Ciò premesso, i ricorrenti deducevano l’illegittimità del provvedimento impugnato, per i seguenti motivi.
“Azione di Annullamento - Violazione omessa notifica dei provvedimenti impugnati”.
Gli atti e le comunicazioni relativi al procedimento in forza del quale il Comune di Licata pretenderebbe di demolire gli immobili abusivi non sarebbero stati notificati alla sig.ra -OMISSIS-, ma solo al marito, sig. -OMISSIS-.
Violazione del principio di uguaglianza
A causa del mutato orientamento giurisprudenziale, le istanze di condono hanno avuto esito diverso in conseguenza del diverso momento in cui sono state esitate.
Violazione e falsa applicazione di norma (art.32 della legge 326/03, art. 1 della l.r. 37/1985, art. 24
della l.r. 15/2004, artt. 32 e 33 della l. n. 47/1985, ed art. 23 della l.r. 37/1985;). Erroneità ed invalidità della circolare n. 2/2014 per sopravvenuta disciplina conseguente alla circolare dell’A.r.t.a. n. 4/2015.

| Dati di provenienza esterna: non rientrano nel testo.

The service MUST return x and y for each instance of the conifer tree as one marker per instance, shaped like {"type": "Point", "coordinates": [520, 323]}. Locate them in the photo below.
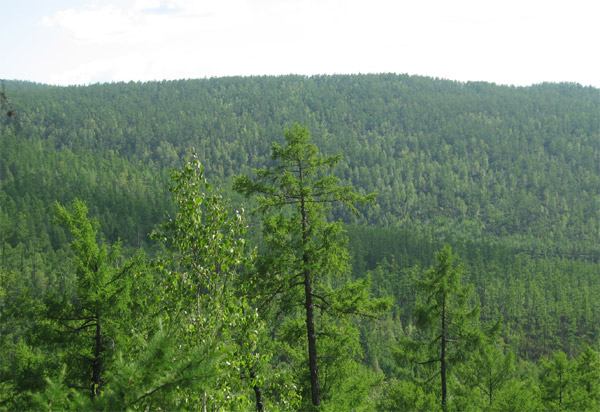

L’impugnata circolare dell’Assessorato regionale per il Territorio e l’Ambiente non potrebbe valere a porre nel nulla quanto statuito dal C.G.A. con il menzionato parere del 2010, ossia il principio per il quale, a fronte di parere favorevole da parte dell’autorità preposta alla tutela del vincolo, può essere concesso il condono edilizio di cui alla l. 326/2003.
Illegittimità del diniego per erronea interpretazione ed applicazione del d.lgs. 22/10/2004 n. 42 in relazione alla l. 8/8/1985 n. 431.
Il riferimento, nel provvedimento impugnato, al mancato rispetto ai parametri urbanistici previsti dalle norme di attuazione del p.r.g. non sarebbe né appropriato né pertinente.
Violazione dei principi in materia di autotutela decisoria.
Il provvedimento impugnato si porrebbe in contrasto con i principi espressi dall’art. 21- quinquies l. 241/90.
Si costituiva in giudizio il Comune di Licata, che, oltre che la sua infondatezza nel merito, eccepiva l’inammissibilità del ricorso per difetto di interesse: con determina sindacale n. -OMISSIS- del 23 agosto 1996, è stata emessa l’ingiunzione di demolizione delle opere abusivamente realizzate dai ricorrenti;tale provvedimento è stato impugnato innanzi a questo Tribunale con ricorso R.G. n. -OMISSIS-, dichiarato perento con decreto presidenziale n. -OMISSIS-;con nota prot. -OMISSIS- del 22 ottobre 2001, è stato notificato l’accertamento di inottemperanza all’ingiunzione di demolizione del 1996 e, conseguenzialmente, si è provveduto alla trascrizione dell’acquisizione gratuita dei due immobili abusivi al patrimonio del comune di Licata con nota di trascrizione registrata all’Agenzia del Territorio di Agrigento in data 27 febbraio 2003 al -OMISSIS- Reg. gen. e -OMISSIS- Reg. part.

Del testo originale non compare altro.